Joseph Paice
From Wikipedia, the free encyclopedia
His father was Nathaniel Paice (died c.1768), and his mother Mary, who died when he was young, a sister of Thomas Edwards.[1][3][4] He was the grandson of Joseph Paice (c.1658-1735), Member of Parliament for Lyme Regis, and on good terms with Sir Francis Baring, 1st Baronet.[2]
Benefactor
His prospective support for the Mission House at Stockbridge, Massachusetts involved Paice in transatlantic correspondence in the 1750s.[5] He heard from Jonathan Edwards in 1752; and Elisha Williams had Joseph Dwight deliver to William Pepperrell a letter the following year, prompting Pepperrell to wrote to Paice and give the other side of Dwight's clash with Edwards.[5]
From the late 1770s, Paice began to support the orphaned Gibson family; their mother Mary Rodbard, who had married the Cheapside merchant Frederick Gibson, was a granddaughter of Joseph Paice MP through his daughter Anne.[4] On 6 July 1786 he had dinner with John Adams, at the Clapham house of William Smith. Adams recorded a joke he told, about a natural philosopher and a Scotsman.[6]
Paice gave Charles Lamb a position in his counting-house. It occurred through a request from Thomas Coventry, thought to have been prompted by Samuel Salt.[7] Coventry then secured Lamb a clerkship at the South Sea House.[8] Paice introduced Lamb to Francis Baring, who in 1798 found him a place at East India House.[9]
Later life
Around 1795 Paice retired from business.[10] In later life he lived with Frederick Gibson and his family in Bread Street Hill; then moved out to St Mary Newington.[11] He was in the Paragon Building there on the New Kent Road in 1800, when he was made an executor and beneficiary in the will of Mary Wilkes, daughter of John Wilkes.[12][13] He had been with John Nichols in the very small group of personal friends who attended the funeral of Wilkes in January 1798.[14] He finally lived in the Rodney Buildings in St Mary Newington.[11]

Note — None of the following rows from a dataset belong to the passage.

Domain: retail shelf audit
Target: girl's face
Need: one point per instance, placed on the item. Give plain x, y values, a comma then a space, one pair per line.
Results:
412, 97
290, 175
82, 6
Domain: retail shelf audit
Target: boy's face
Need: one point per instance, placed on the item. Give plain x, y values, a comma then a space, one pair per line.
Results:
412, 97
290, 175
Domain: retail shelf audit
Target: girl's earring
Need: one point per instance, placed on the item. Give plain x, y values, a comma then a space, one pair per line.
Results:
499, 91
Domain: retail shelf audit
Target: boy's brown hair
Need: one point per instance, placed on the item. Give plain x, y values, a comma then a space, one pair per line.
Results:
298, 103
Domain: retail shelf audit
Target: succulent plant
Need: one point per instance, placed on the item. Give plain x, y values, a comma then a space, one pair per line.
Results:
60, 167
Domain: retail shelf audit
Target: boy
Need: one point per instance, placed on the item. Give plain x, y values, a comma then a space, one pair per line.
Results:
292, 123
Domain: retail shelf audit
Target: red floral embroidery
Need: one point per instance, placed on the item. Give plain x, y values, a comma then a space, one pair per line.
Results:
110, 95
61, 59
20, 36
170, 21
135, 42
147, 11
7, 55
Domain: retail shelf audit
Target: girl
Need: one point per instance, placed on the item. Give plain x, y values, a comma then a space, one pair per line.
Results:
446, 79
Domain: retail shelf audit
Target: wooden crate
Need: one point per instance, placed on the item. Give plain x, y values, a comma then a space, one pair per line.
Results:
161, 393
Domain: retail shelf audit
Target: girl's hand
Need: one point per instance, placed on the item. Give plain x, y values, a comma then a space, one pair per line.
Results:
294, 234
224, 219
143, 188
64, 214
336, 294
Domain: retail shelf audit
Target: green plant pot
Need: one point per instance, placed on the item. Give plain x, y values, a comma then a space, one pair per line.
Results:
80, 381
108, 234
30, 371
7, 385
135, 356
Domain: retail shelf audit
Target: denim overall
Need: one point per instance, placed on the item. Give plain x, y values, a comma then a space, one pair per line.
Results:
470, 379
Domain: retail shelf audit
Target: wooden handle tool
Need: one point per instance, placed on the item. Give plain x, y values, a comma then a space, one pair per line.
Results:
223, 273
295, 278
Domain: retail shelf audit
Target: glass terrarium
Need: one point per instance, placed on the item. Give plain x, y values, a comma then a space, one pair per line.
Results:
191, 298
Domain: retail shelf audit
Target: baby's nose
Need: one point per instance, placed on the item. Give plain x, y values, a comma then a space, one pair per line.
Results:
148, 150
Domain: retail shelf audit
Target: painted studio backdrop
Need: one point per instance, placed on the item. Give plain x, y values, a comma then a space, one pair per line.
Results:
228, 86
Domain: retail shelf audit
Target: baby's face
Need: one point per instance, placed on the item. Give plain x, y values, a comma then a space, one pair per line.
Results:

Paice was unmarried;[1] Lamb in his essay "Modern Gallantry" states that he had courted Susan Winstanley of Clapton, who died young.[15] A sermon for his death in 1810 was preached by Thomas Tayler of the Carter Lane chapel, where Paice had been one of the congregation.[16][17] Paice's heir was his ward Frederick Gibson, who became principal customs surveyor of London Docks.[18]
Lucas legacy
Paice was involved in the estate of the merchant Thomas Lucas, who died in 1784. The residuary heir was Thomas Lucas Wheeler. Lucas was a sugar factor in London, owning English property and a slave-run plantation in St Kitts. The plantation, subject to annuities, was left in trust, Paice being one of the trustees. Wheeler then died in 1792. Under his will and codicil, the English property passed to Paice, and also the plantation, of which Paice gave a half-share to John Beach, another of the trustees, who died in 1796.[19][20][21] There were further legal moves from 1789, including leasing Lee Manor House which had belonged to Lucas to John Call, and making Paice residual legatee of Eliza, widow of Lucas, who by then was married to John Julius Angerstein; she died in 1800.[22][23][24]